I was thinking about the following problem:
Let $A$ be an $n\times n$ matrix over real numbers such that $AB=BA,$ for all $n\times n$ matrices $B$.Then which of the following options is correct?
(a)$A$ must be zero,
(b)$A$ must be the identity,
(c)$A$ must be a diagonal matrix,
(d)$A$ must be either $0$ or the identity.
I think the answer will be between $(c)$ and $(d)$. But i am not sure how to get the exact result.Can someone show me the right direction? Thanks in advance for your time.
You can immediately rule out answers (a), (b) and (d) by considering the matrix $A = 2I$, where $I$ is the identity matrix. This leaves (c) as the only option.
To actually prove statement (c), try looking at certain specific matrices $B$. For example, if $B$ is a matrix which has only one non-zero entry, what does the equation $AB=BA$ tell you about $A$?
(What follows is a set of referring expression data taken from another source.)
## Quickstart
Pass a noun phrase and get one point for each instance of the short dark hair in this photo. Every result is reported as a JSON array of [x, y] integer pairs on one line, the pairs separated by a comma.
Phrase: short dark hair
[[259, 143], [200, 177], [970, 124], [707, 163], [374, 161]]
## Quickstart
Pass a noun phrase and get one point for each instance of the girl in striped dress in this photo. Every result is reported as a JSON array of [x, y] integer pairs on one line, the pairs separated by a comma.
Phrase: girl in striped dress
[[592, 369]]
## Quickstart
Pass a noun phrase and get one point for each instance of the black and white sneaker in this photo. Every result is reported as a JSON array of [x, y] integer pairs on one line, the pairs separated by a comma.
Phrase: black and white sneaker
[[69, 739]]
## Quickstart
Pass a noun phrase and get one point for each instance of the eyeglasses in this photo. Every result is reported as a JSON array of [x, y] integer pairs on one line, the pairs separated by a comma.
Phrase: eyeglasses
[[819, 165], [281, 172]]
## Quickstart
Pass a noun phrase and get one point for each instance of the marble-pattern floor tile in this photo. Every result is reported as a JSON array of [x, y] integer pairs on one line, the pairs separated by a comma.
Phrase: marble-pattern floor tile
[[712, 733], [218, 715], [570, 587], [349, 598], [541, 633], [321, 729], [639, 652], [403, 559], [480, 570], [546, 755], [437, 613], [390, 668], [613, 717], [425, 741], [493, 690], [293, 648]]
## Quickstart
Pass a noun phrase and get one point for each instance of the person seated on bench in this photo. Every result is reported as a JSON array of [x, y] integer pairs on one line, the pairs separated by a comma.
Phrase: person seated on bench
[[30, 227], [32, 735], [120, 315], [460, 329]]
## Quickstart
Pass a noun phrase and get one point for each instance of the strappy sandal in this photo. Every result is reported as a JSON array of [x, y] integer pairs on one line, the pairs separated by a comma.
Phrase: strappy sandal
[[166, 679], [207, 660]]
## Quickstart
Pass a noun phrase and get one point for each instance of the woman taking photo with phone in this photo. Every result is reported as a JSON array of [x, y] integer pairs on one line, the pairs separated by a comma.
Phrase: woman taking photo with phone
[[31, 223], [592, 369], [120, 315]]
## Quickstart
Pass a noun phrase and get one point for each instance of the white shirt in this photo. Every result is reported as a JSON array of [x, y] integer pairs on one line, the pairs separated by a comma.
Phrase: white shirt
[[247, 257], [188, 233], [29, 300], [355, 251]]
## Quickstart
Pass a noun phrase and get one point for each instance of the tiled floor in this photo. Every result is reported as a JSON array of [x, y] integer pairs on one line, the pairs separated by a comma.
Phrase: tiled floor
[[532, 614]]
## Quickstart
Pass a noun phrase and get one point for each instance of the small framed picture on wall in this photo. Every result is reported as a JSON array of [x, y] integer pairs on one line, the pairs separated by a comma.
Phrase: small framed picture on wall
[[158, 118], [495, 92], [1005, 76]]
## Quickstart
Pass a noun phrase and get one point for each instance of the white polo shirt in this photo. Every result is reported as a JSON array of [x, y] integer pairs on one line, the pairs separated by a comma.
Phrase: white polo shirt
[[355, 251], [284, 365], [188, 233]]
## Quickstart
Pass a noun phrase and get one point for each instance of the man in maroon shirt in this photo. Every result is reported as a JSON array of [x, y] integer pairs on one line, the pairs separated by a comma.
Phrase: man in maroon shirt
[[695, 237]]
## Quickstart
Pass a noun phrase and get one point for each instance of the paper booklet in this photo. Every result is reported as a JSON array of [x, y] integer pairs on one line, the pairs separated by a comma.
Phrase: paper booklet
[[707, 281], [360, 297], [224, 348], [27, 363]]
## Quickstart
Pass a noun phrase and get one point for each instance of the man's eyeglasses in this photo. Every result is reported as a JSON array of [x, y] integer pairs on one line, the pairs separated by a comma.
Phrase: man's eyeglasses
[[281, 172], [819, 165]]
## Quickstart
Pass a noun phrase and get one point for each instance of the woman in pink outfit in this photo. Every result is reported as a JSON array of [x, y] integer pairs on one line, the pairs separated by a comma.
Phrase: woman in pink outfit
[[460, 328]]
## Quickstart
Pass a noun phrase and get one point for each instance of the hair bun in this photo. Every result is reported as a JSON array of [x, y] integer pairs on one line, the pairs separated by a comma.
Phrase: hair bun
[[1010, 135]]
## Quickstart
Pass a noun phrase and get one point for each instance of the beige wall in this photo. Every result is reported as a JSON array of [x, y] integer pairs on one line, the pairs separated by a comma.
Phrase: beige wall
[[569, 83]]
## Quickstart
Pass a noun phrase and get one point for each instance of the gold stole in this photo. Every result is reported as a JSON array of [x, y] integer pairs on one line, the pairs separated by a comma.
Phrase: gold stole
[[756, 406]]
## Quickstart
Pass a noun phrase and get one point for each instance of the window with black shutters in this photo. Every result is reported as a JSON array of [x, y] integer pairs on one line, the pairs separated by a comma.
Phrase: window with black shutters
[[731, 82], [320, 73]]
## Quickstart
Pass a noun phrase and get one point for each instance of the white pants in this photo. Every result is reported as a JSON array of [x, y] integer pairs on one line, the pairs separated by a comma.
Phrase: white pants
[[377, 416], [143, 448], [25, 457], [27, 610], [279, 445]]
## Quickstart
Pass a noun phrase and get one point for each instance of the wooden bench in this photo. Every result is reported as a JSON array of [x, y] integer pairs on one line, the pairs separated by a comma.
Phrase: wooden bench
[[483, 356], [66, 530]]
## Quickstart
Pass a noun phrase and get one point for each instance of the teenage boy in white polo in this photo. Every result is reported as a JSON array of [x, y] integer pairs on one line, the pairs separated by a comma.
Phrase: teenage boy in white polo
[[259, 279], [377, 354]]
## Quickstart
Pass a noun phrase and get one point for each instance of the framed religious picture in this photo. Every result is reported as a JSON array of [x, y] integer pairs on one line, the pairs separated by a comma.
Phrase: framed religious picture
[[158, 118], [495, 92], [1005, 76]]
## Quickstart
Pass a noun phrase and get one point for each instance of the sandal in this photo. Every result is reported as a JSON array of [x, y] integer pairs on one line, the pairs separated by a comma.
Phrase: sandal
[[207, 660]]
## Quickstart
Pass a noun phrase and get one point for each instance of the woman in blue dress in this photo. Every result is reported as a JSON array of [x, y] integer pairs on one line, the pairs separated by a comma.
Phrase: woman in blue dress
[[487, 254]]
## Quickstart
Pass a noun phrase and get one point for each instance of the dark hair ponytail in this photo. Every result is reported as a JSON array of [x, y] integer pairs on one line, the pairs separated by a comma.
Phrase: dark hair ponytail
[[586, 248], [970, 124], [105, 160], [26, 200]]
Only (c) is correct. Just consider $n=2$ and $A=2I$. Then $AB=BA$ for all $2\times 2$ matrix $B$, but $A$ is neither zero nor identity.
Hint Let $B$ be a diagonal matrix with pairwise disjoint diagonal entries. Then $AB=BA$ implies that $A$ is a diagonal matrix. This is very easy to prove, just write explicitly $AB$ and $BA$.
P.S. The most general thing you can prove about this problem is that $AB=BA$ for all $B$ if and only if $A= cI$.